Che interesse poteva avere un vescovo a far condannare un suo sacerdote innocente? Pasquinelli viene descritto come un prete dinamico, preparato. Entra persino nell’Opus dei e racconta di avere diviso il suo tempo tra l’Opera e la parrocchia. Lì a Monsummano, nel pistoiese, si lancia nel progetto di una casa famiglia, da cui nascono le accuse contro di lui. Non le accetta: dichiara di avere reagito alle prime voci con denunce e con una gestione ancora più rigorosa della struttura. Mentre il vescovo di Pescia gli avrebbe consigliato il quieto vivere: “Con me fu chiarissimo: ‘Io obbedisco al Vaticano: il Vaticano dice di trasferire senza scandali, e io ti trasferisco’. E così fece. Senza accertare i fatti, senza fare alcun genere di indagine, nulla”. Pasquinelli elenca perizie a sostegno della sua innocenza. Ma quando diventa formalmente indagato entra in depressione. Fino a quella firma sul foglio bianco che si trasforma in una condanna ‘benedetta’ dal vescovo. Perché, sostiene nel libro, la Curia non voleva che la sua difesa al processo potesse far emergere ben altri scandali.

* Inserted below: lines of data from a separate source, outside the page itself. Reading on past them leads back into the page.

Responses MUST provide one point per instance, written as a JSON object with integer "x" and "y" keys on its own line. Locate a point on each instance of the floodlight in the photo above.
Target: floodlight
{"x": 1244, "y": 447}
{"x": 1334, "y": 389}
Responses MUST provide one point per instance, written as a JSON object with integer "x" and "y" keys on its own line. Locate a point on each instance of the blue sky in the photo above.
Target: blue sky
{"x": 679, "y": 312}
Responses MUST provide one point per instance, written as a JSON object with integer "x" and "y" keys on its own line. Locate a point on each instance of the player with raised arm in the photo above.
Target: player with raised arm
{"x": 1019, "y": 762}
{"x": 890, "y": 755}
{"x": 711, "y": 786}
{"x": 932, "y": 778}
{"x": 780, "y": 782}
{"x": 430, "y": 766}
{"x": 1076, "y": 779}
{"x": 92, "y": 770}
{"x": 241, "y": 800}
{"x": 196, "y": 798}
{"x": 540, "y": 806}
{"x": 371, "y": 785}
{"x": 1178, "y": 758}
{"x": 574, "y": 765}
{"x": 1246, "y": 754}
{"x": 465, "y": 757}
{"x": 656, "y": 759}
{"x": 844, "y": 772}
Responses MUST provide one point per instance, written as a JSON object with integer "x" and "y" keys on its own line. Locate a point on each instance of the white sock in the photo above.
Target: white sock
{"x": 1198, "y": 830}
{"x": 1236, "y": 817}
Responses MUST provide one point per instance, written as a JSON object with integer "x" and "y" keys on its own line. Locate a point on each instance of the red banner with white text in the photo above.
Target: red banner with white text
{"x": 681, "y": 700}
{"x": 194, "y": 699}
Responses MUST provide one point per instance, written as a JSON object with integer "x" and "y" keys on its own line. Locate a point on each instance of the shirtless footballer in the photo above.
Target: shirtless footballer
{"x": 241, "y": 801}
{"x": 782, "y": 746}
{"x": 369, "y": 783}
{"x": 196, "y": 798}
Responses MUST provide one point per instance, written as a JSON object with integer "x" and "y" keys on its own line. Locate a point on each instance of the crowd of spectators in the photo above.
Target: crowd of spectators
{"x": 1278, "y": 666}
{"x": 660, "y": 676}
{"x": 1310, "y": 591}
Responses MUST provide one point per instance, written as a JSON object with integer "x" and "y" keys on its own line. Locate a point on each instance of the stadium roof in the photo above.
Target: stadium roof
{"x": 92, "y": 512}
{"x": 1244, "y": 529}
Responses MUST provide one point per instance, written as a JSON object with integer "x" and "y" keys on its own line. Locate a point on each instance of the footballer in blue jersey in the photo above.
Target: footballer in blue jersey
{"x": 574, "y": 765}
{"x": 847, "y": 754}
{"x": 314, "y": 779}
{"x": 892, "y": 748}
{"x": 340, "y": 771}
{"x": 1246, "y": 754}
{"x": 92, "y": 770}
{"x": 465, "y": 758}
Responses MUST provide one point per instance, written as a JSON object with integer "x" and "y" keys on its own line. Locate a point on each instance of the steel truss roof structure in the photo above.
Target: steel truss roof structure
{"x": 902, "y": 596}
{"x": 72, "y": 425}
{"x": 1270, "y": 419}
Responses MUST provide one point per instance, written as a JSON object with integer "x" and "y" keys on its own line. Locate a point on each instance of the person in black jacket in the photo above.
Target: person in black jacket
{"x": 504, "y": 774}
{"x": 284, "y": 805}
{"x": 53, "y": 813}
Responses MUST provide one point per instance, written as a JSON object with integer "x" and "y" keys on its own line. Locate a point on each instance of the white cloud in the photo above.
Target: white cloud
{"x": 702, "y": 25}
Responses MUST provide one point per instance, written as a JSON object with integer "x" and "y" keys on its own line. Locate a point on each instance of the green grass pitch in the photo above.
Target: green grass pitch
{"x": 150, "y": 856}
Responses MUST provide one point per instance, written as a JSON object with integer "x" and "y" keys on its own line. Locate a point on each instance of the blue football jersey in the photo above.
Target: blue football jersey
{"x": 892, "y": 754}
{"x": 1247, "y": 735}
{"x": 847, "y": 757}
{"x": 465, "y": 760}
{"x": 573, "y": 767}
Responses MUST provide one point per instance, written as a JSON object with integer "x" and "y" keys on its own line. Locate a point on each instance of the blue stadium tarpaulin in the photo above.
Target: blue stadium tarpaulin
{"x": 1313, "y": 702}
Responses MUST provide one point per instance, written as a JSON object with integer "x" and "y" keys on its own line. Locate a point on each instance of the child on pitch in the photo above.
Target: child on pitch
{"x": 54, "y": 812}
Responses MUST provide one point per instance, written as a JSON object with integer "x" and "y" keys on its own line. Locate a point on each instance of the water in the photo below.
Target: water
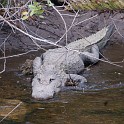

Uno tra tanti: “Non voleva che si sapesse, poi, di Enrico Marinoni, un sacerdote che aveva preso dalla diocesi di Fiesole, che aveva alle spalle storie di adescamento di minori. Il vescovo l’aveva nominato responsabile dell’Azione cattolica bambini. Era stato come affidare le pecore al lupo, don Enrico si era scatenato, alla fine c’erano state le denunce e aveva patteggiato due anni e sei mesi”.

Pasquinelli dopo la sentenza ha reagito, chiedendo gli atti per andare al dibattimento e il vescovo lo ha sospeso. Da lì un percorso che lo ha visto lasciare la diocesi, per poi prendere moglie e diventare un alfiere dei preti sposati. Ma il suo racconto colpisce. Perché parte dal seminario: “Ho l’impressione che ci fosse una percentuale di omosessuali molto alta. È capitato anche a me di ricevere proposte”. La più esplicita “venne da un mio compagno che, quando io ero in seminario, era già stato ordinato sacerdote”. Descrive l’approccio, il bacio: “Lui continuò ad abbracciarmi e mi disse: ‘La nostra è un’amicizia sacra’. Io non riuscivo a dire nulla, l’imbarazzo era troppo forte. Ero pietrificato. E a quel punto lui cercò di sbottonarmi i pantaloni”.

Non è solo questione di seminari. A Roma viene indirizzato “a un prelato del Vaticano con un ruolo molto importante. Telefonai e mi fu fissato un appuntamento. I miei amici, quando lo seppero, esplosero in risate e battutine: ‘Ah, ma vai da Jessica! Attento! Mettiti la cintura di castità!’. Pensavo che scherzassero, e invece avevano ragione. In Vaticano mi ricevette in uno studio splendido, elegantissimo… Cominciò a lisciarmi le gambe, poi ad accarezzarmi. Io ero gelato. Poi arrivò alla cerniera dei pantaloni. Mi salvò il telefono, come nei film di terza categoria. Lui dovette rispondere e io mi alzai e andai alla porta”.